Neuigkeiten aus dem Verkehrsrecht

20.05.2022, Rechtsanwältin Carina Möser

Das Gebot der gegenseitigen Rücksichtnahme – BGH, Urteil vom 08.03.2022 – VI ZR 47/21

LEITSATZ

 Bei einer beidseitigen Fahrbahnverengung gilt das Gebot der wechselseitigen Rücksichtnahme. 1.)

URTEILSBEGRÜNDUNG

Der BGH kommt zu dem Ergebnis, dass beide Fahrzeuge keinen Vorrang hatten und beide Verkehrsteilnehmer dazu verpflichtet waren sich zu verständigen, wer als erster in die Engstelle einfahren darf. Gelingt die Verständigung nicht, sind sie dazu verpflichtet, im Zweifel jeweils dem anderen den Vortritt zu lassen. 2.)

KOMMENTAR

Aus diesem aktuellen Anlass soll das Gebot der gegenseitigen Rücksichtnahme näher betrachtet werden.

Heutige Gesetzesfassung
Die seit 1970 geltende Fassung des §1 Abs. 1 StVO lautet unter der Überschrift „Grundregel“ wie folgt:

  • „(1) Die Teilnahme am Straßenverkehr erfordert ständige Vorsicht und gegenseitige Rücksicht.“

Bedeutung
Absatz 1 normiert das Gebot der gegenseitigen Rücksichtnahme.

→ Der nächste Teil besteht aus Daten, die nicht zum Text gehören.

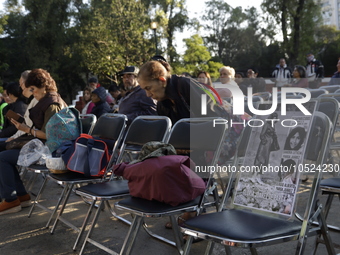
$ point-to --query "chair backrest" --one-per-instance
(87, 121)
(335, 95)
(110, 127)
(289, 96)
(267, 189)
(329, 106)
(143, 129)
(266, 96)
(196, 136)
(317, 92)
(330, 88)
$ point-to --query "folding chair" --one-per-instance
(87, 121)
(317, 92)
(330, 88)
(153, 128)
(266, 96)
(239, 224)
(109, 127)
(197, 135)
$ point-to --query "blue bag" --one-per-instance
(61, 127)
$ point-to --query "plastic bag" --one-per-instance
(33, 152)
(56, 163)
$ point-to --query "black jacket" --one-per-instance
(183, 100)
(102, 106)
(9, 129)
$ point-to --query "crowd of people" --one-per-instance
(150, 90)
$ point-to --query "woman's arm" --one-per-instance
(51, 110)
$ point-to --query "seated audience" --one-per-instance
(227, 78)
(93, 83)
(98, 97)
(299, 75)
(44, 90)
(116, 94)
(335, 80)
(87, 100)
(204, 78)
(257, 83)
(16, 104)
(135, 102)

Aus der danach geforderten ständigen Aufmerksamkeit wird der Grundsatz des defensiven Fahrens und der doppelten Sicherung abgeleitet. 3.)

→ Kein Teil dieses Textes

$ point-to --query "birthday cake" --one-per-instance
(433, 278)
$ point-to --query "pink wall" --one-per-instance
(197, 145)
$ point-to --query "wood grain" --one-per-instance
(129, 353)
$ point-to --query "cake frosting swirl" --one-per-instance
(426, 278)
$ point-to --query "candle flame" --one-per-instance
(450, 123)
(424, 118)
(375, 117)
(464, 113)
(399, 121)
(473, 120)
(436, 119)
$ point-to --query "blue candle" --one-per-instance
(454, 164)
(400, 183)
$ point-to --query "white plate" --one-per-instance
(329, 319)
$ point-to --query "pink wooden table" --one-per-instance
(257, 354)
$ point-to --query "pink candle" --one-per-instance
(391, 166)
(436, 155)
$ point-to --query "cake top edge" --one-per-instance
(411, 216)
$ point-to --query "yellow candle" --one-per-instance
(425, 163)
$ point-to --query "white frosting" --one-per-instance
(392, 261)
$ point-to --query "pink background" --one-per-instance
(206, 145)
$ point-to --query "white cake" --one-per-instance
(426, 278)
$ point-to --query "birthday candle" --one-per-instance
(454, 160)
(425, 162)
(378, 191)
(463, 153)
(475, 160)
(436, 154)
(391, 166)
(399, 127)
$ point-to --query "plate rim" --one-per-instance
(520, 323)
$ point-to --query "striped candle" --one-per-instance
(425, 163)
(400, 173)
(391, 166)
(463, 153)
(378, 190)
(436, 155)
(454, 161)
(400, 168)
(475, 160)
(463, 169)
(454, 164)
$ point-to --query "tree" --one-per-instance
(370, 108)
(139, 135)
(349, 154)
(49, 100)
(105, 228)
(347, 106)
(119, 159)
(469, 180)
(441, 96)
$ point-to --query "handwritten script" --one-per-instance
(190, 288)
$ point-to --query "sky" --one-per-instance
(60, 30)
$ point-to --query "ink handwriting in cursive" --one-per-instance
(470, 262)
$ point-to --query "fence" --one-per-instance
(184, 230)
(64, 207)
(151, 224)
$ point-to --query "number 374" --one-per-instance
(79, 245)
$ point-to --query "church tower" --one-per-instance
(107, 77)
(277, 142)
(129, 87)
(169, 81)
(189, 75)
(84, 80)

Aus diesen beiden Grundsätzen folgt, dass allzeit mit Fehlern anderer im Straßenverkehr gerechnet werden muss und jeder Verkehrsteilnehmer zur Vermeidung von Schäden verpflichtet ist. 4.)

Jedoch hätte die strikte Anwendung der beiden Grundsätze zur Folge, dass der gesamte Straßenverkehr zum Erliegen kommen würde, da jeder Verkehrsteilnehmer die Gefährdung anderer Verkehrsteilnehmer ausschließen müsste. 5.)

Daher werden die beiden Grundsätze durch den Vertrauensgrundsatz aufgeweicht. Dieser geht auf eine Entscheidung des Reichsgerichts zurück und besagt, dass derjenige, der sich selbst verkehrsgerecht verhält, nur mit solchen Fehlern anderer rechnen muss, die nach den Umständen bei verständiger Würdigung als möglich zu erwarten sind. Der Grundsatz greift aber nicht, wenn selbst ein Verkehrsverstoß begangen wird. 6.)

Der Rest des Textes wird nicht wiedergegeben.